An assessment of plasma TSH radioimmunoassay and of the TSH stimulation test in the diagnosis of 100 consecutive patients with suspected hypothyroidism.

1973 
SUMMARY A plasma TSH estimation and a TSH stimulation test were performed on each of 100 consecutive patients seen at a thyroid clinic in whom it was necessary to exclude a diagnosis of hypothyroidism. None of the patients had received replacement therapy.
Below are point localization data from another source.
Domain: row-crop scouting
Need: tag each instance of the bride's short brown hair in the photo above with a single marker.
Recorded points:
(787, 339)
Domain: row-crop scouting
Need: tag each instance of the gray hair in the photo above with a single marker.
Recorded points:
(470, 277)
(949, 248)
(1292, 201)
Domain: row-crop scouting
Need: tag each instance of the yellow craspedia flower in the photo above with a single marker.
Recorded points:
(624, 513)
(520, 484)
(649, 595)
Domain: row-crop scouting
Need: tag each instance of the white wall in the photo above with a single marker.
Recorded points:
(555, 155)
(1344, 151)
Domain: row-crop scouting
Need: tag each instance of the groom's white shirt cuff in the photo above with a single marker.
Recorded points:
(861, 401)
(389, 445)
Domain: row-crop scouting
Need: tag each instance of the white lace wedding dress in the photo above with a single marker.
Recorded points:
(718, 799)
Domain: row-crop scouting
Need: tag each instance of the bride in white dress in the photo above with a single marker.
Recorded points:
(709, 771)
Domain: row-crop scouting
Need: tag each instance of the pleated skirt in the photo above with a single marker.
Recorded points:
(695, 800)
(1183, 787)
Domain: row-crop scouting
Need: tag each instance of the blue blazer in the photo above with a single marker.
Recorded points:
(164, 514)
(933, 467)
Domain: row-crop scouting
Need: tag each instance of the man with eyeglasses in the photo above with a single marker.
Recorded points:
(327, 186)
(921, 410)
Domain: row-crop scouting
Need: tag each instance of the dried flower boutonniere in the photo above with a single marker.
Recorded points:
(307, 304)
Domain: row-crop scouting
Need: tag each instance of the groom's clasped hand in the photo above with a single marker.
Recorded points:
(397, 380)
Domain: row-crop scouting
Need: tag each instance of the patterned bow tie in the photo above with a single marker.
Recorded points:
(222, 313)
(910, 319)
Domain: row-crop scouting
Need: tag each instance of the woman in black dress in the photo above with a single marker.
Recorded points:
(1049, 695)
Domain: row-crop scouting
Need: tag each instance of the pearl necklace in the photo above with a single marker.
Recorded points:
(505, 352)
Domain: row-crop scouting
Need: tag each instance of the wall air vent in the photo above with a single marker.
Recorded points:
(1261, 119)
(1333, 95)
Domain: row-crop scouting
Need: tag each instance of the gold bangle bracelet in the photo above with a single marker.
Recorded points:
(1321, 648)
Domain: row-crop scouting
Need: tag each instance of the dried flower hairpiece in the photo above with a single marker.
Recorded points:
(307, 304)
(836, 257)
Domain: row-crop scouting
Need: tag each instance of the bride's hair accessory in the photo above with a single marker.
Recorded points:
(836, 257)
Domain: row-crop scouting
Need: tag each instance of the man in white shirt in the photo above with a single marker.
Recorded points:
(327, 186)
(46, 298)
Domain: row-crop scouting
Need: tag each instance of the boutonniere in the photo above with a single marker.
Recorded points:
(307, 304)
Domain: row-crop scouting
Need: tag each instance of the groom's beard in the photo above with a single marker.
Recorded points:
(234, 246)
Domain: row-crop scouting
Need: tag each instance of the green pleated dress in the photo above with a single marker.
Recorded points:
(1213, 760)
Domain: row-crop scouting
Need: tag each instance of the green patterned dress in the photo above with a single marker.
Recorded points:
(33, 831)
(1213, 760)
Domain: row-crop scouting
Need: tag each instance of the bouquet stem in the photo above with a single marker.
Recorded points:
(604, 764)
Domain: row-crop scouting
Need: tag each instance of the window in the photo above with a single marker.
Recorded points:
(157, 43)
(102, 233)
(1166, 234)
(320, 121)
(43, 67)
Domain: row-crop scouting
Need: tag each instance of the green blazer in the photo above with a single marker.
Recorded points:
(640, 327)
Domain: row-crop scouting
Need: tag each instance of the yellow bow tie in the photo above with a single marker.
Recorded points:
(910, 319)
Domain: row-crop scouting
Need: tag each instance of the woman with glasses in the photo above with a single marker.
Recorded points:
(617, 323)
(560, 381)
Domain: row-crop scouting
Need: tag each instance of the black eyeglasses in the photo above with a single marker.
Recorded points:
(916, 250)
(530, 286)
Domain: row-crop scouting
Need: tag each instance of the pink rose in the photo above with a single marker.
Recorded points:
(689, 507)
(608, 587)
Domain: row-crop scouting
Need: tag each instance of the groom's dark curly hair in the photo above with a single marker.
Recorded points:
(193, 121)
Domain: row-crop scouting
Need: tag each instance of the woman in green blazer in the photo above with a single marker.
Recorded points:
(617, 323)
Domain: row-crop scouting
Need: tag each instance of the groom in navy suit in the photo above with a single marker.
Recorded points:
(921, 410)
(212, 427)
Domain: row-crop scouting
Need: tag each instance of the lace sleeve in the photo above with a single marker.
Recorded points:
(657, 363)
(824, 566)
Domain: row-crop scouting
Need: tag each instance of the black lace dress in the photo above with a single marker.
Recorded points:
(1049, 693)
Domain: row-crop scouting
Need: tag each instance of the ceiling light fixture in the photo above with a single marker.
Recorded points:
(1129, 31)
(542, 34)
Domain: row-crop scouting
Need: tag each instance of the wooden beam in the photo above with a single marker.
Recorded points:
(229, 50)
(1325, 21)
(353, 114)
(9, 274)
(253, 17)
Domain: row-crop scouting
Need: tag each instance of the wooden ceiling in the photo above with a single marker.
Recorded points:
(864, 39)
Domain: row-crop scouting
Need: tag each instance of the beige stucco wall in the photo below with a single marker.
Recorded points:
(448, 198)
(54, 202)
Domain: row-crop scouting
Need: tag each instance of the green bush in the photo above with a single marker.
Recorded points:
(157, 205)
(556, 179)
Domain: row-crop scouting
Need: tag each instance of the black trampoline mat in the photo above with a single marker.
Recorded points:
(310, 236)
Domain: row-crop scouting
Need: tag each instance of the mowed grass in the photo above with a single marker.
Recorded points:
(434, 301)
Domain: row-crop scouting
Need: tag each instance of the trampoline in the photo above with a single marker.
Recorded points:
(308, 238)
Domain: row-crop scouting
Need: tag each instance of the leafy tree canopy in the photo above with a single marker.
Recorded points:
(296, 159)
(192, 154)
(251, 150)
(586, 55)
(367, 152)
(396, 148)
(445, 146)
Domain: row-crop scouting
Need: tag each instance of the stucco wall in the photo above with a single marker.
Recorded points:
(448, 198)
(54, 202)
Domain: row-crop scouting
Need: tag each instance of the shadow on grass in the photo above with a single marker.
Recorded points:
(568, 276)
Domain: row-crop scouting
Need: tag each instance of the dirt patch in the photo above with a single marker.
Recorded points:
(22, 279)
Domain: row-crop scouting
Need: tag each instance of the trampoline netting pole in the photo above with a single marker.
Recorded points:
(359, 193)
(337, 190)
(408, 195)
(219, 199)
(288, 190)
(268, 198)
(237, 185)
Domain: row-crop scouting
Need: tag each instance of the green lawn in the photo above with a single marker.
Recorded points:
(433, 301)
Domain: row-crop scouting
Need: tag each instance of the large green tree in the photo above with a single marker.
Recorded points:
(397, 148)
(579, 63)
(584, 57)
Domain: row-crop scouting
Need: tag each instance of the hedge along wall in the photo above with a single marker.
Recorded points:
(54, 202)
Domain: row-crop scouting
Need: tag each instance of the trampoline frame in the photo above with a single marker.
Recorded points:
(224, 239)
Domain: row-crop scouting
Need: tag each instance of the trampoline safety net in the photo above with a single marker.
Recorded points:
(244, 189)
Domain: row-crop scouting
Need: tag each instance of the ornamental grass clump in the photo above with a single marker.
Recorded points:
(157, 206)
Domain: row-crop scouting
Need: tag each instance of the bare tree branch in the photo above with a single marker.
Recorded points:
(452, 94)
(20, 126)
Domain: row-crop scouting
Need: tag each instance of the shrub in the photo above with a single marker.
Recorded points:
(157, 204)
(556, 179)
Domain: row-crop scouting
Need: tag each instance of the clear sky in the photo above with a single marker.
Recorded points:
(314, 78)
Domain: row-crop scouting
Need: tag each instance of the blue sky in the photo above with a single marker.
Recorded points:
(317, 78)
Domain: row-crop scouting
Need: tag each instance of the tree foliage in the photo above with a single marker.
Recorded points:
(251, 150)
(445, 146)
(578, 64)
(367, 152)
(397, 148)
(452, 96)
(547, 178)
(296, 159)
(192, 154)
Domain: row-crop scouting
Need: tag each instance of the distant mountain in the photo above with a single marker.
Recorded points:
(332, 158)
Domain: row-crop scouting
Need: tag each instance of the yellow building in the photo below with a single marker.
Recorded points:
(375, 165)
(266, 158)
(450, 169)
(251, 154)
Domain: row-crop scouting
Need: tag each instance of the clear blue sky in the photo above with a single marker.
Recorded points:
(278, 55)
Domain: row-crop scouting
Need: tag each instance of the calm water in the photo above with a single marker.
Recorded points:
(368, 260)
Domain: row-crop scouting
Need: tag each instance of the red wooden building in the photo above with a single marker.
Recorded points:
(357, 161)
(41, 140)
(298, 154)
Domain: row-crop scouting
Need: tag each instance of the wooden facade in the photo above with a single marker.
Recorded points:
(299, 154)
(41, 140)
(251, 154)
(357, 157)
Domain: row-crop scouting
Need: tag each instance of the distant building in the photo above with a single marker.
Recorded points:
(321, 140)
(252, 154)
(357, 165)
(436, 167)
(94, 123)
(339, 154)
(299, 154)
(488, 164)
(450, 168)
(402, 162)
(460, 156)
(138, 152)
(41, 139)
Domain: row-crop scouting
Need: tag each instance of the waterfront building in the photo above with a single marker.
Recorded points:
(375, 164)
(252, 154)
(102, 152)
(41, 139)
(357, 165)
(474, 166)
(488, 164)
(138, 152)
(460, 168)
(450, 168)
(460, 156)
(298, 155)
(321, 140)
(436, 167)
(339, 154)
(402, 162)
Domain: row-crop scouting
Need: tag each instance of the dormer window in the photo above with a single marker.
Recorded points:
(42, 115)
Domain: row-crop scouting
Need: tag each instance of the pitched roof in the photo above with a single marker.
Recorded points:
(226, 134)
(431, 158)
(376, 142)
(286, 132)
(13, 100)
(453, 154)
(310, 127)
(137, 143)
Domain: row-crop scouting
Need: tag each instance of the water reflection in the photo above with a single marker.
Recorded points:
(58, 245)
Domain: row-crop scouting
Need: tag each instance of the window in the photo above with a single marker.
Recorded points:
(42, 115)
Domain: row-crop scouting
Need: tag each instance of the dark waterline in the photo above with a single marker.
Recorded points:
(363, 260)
The normal response to 10 i.u. bovine TSH administered intramuscularly on three consecutive days was shown to be an absolute increment in the 4 hr uptake of 132I by the thyroid gland of at least 13%. The mean plasma TSH in twenty-five untreated euthyroid patients, who had neither goitres nor thyroid antibodies, whose TSH stimulation tests were normal and in whom there was no evidence of hypopituitarism, was 3.8 μU/ml+3.6 (2 S.D.). All forty-nine patients with primary hypothyroidism had plasma TSH levels in excess of 25 μU/ml. In eighty-nine of the 100 patients, the radioimmunoassay of plasma TSH and the TSH stimulation test gave similar information about the reserve of thyroid function and in five euthyroid patients the plasma TSH was > 7.4 μU/ml while the TSH stimulation test was normal. The remaining six subjects (including one patient with hypopituitarism and three who had been treated with radioiodine for thyrotoxicosis) were euthyroid with an abnormal TSH stimulation test and a plasma TSH of <7.4 μU ml. For clinical purposes a plasma TSH of 25 μU/ml indicates an impaired or absent reserve of thyroid function with or without hypothyroidism. It is concluded that a single plasma TSH estimation should replace the time-consuming TSH stimulation test in the assessment of thyroid reserve.